I use them in my editor with my plugin https://github.com/David-Kunz/gen.nvim
Interesting use case, but the issue is wasting all this compute energy for prediction?
Can you explain what you mean by this question?
I’ve use lm studio. It’s not reached peak user friendliness, but it’s a nice enough GUI. You’ll need to fiddle with resource allocation settings and select an optimally quantized model for best performance. But you can do all that in the UI.
lm studio is an accessible simple way to use them. that said expecting them to be anywhere near as good as gpt-4 is going to lead to disappointment.
If you want to experiment Kobold.cpp is a great interface and goes a long distance to guarantee backwards compatibility of outdated model formats.
I host them here: https://app.lamini.ai/playground
You can play with them, tune them, and download the weights
It isn’t exactly the same as open source because weights != source code, but it is close in the sense that it is editable
IMO we just don’t have great tools for editing LLMs like we do for code, but they are getting better
Prompt engineering, RAG, and finetuning/tuning are effective for editing LLMs. They are getting easier and better tooling is starting to emerge
You mind sharing what you find so amazing about Yi-34B? I haven’t had a chance to try it.
I just installed it on my 32B Mac yesterday, first impressions: it does very well reasoning, it does very well answering general common sense world knowledge questions, and so far when it generates Python code, the code works and is well documented. I know this is just subjective, but I have been running a 30B model for a while in my Mac and Yi-34B just feels much better. With 4bit quantization, I can still run Emacs, terminal windows and a web browser with a few tabs without seeing much page faulting. Anyway, please try it and share a second opinion.

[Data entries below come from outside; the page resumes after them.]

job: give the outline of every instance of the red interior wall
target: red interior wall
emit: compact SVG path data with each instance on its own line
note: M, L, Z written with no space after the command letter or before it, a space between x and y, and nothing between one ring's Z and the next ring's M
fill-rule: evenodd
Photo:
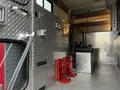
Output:
M4 57L4 44L0 43L0 63L2 62ZM2 89L4 90L4 63L0 67L0 84L2 84Z

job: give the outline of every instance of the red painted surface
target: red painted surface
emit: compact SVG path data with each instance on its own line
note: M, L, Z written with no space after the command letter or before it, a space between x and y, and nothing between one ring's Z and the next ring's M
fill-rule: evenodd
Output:
M0 64L4 57L4 44L0 43ZM0 84L2 85L2 90L4 90L4 63L0 66Z

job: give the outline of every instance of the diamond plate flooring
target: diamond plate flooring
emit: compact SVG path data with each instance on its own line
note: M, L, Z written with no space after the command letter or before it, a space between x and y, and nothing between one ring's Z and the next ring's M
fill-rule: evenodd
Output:
M56 82L46 90L120 90L120 70L112 65L100 65L93 75L79 73L71 83Z

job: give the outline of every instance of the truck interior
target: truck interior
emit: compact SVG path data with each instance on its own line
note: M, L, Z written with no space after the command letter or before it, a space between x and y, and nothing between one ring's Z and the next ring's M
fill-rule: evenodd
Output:
M119 14L120 0L0 0L0 90L120 90Z

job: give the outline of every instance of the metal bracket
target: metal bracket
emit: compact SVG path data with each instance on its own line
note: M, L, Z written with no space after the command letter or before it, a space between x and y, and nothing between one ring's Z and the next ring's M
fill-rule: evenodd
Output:
M18 66L15 69L15 72L14 72L14 74L12 76L12 79L11 79L11 81L10 81L8 87L7 87L7 90L13 90L13 87L14 87L15 81L17 79L17 76L18 76L18 74L19 74L19 72L20 72L20 70L22 68L22 65L23 65L24 61L26 60L26 56L27 56L27 54L29 52L29 49L30 49L31 44L32 44L32 41L34 39L34 33L32 35L33 36L31 36L29 38L27 46L26 46L26 48L25 48L25 50L24 50L24 52L23 52L23 54L22 54L22 56L20 58L20 61L18 62Z

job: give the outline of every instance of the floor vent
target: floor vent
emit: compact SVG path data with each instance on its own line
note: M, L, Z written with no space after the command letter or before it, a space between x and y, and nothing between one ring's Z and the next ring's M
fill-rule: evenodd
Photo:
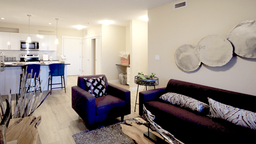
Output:
M84 35L88 35L88 29L86 29L86 30L84 30Z
M174 4L174 10L187 7L188 6L187 1L182 1L179 3Z

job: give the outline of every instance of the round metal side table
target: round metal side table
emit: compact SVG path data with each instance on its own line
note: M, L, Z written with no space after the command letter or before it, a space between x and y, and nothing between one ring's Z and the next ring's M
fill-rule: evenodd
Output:
M145 76L147 77L147 76ZM137 88L137 94L136 95L136 101L135 102L135 108L134 111L136 111L136 105L139 105L139 103L137 103L137 98L138 98L138 91L139 91L139 85L143 85L146 86L146 90L147 91L147 86L154 86L155 89L156 89L156 85L158 85L159 84L159 80L157 77L154 76L152 77L151 79L143 79L141 78L137 78L137 76L135 76L134 77L134 83L138 84L138 88Z

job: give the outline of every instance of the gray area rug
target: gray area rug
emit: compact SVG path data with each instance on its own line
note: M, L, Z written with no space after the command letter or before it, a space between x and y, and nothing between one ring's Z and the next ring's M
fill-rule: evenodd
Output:
M73 134L73 137L77 144L133 143L122 131L120 124L125 124L125 121L93 130L83 131Z

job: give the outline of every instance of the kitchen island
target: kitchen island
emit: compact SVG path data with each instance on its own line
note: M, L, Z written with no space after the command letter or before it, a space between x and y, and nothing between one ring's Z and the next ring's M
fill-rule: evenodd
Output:
M41 84L42 89L44 88L44 85L46 83L46 85L44 88L44 91L47 90L48 86L48 77L49 76L49 65L53 63L58 63L58 61L47 61L45 62L44 63L41 63L41 73L40 74L40 79L43 80ZM26 64L34 64L39 63L39 62L28 62ZM69 63L65 63L65 84L67 88L67 65L70 65ZM1 74L0 77L0 92L1 95L6 95L10 93L10 89L11 90L11 93L15 94L19 93L19 89L20 86L20 74L22 74L21 66L22 65L17 65L13 63L6 63L5 70ZM17 77L18 73L18 77ZM52 79L53 83L60 83L61 80L60 77L53 77ZM17 88L16 88L17 85ZM60 87L60 85L53 85L52 87ZM15 92L15 90L17 91Z

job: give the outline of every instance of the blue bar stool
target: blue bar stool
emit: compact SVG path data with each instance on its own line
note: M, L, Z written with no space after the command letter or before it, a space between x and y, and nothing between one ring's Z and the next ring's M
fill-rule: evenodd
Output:
M27 66L27 69L26 69ZM24 69L24 73L26 73L26 71L27 71L27 77L26 77L26 81L28 79L28 75L29 74L31 73L31 70L33 69L32 71L32 77L31 78L34 78L34 82L35 82L35 85L34 86L33 85L32 85L33 87L35 87L35 89L36 89L36 81L37 78L38 78L39 81L39 84L40 85L41 84L41 82L40 82L40 77L39 77L39 73L40 71L40 64L29 64L29 65L26 65L25 66L22 66L21 67L22 69ZM35 76L35 73L36 73L36 76ZM22 76L23 75L21 74L20 74L20 89L19 91L19 95L20 94L20 91L21 90L21 83L22 81ZM27 87L26 87L27 88ZM30 90L29 87L28 87L28 90L27 90L27 92L28 92ZM38 87L38 90L40 90L40 91L42 92L42 90L41 90L41 87L39 86Z
M65 71L64 70L65 69L65 64L63 63L57 63L50 64L49 69L50 69L49 76L50 76L50 79L48 81L48 90L49 90L49 85L50 85L51 90L52 90L52 89L59 89L59 88L61 88L62 89L63 89L63 87L64 87L64 89L65 89L65 93L66 93L65 79L64 78L64 71ZM53 76L60 76L61 79L61 83L53 84L52 83ZM62 85L62 78L64 81L64 87L63 87L63 85ZM51 81L51 84L50 83L50 81ZM61 84L61 87L52 88L52 85L55 85L55 84ZM52 92L51 92L51 94L52 94Z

The 200K finetunes are also quite good at understanding their huge context.
How does it compare to other models? and with chatgpt in particular?
No comparison to be made.
I concur, Yi 34B and Mistral 7B are fantastic.
But you need to run the top Yi finetunes instead of the vanilla chat model. They are far better. I would recommend Xaboros/Cybertron, or my own merge of several models on huggingface if you want the long context Yi.